My mind is elsewhere though. I wonder if you ever wondered if this was as real for me as it was for you. I want to say yes. Announce it firmly and break this consecutive sound of silence and then take a step back, stand off my surroundings and take a look. The further I go the closer I’ll look. I want to say yes. I want to say that every day I could not think of the right phrase this to convey it all, how I wish my body showed you the things my tongue was still catching up on.
My eyes my fingers my smile. And so I want you to know if there was ever a way I could capture it all and show you, I would. I imagine it would look a lot like winter’s sunset. Gloomy wet and with untimely darkness. I want you to know that. I want you to know how I have wished for the ability to seize time rather than a day and hold it there just a bit longer. For as long as my look around would last and then between time’s captivity and personal focus flame as clearly as I could that I let you go. As soon as you close the door I will let myself depart too.
There is no universal definition of the word adult. However, if there is one thing that makes you act as a grown-up is when you can ultimately tell the difference between what you know for a fact and what you hypothesize without fear evidence. We know what we deserve what we need and for some reason when we are confronted with the answer we run from it.
When we’re greeted with happiness and love comes on knocking we stand by quietly, we play hide and seek with it, only to chase it away dulcet out of these senseless fear it might want to stay. We get all we wish for when we are alone in our thoughts and when we don’t, in the real world, we try to foster our needs with crumbs – and have no idea what to do with the bread.
I was never that hungry; I just wanted to be fed with the results of my investment. Naturally, find a place in the healing force of reciprocal nutrition. That I have retained up until now the hidden hope that this is the way it would go. I inhale, taking one last drag before I head back inside. My heart failed me one more time and I smile. I smile because I was wrong; it doesn’t go that way. My life is nothing more than the moments I cling to and the ones that still passed me because I often don’t realize. I smile because tomorrow I’ll be a bit different and the day after that a little more.
And before you take notice, before the world takes notice, I will know I have granted you absolution. I will never be able to fathom how things turned out this way. I will never find out if you wished for it or even if you deserved forgiveness. But I did. I deserved to give it to both of us. This is the only way to be a clean sheet again.

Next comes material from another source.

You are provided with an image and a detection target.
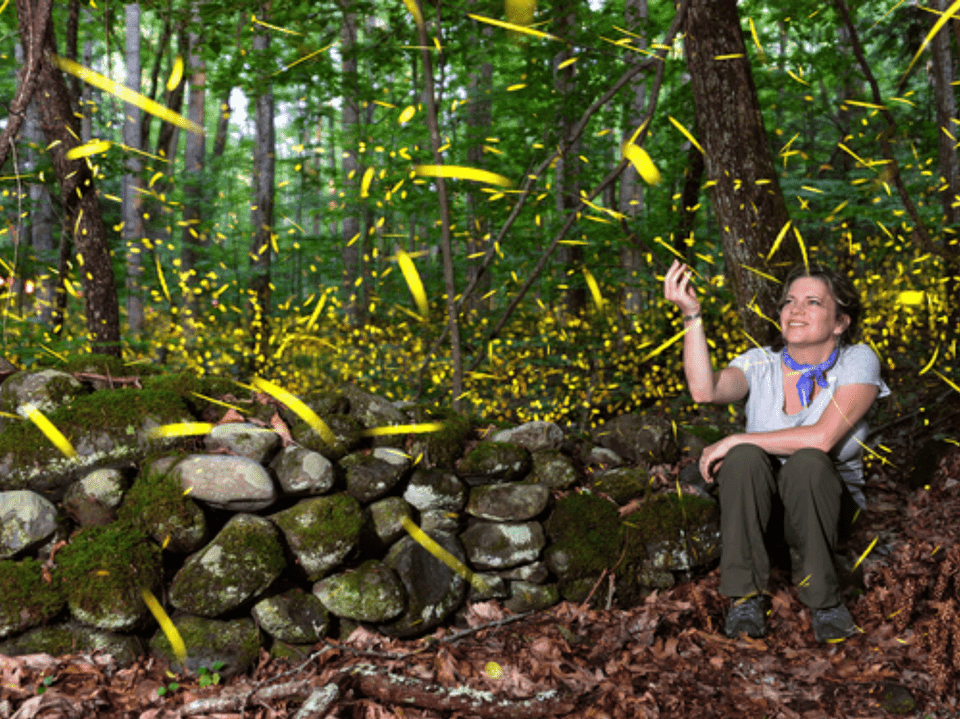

To be painted again breathe in, breathe out, whiten my life’s canvas somewhere in between. Discover my colors that never even knew existed. Halt every preconceived notion you’ve drawn and what they illuminate on a canvas I once thought to be bright. But I realized it can get brighter. Allow myself to give me the break spare me the moment and spoil me with a newfangled sight.
New perception and awareness through eyes which, as if always asleep but now open, can see everything clearly.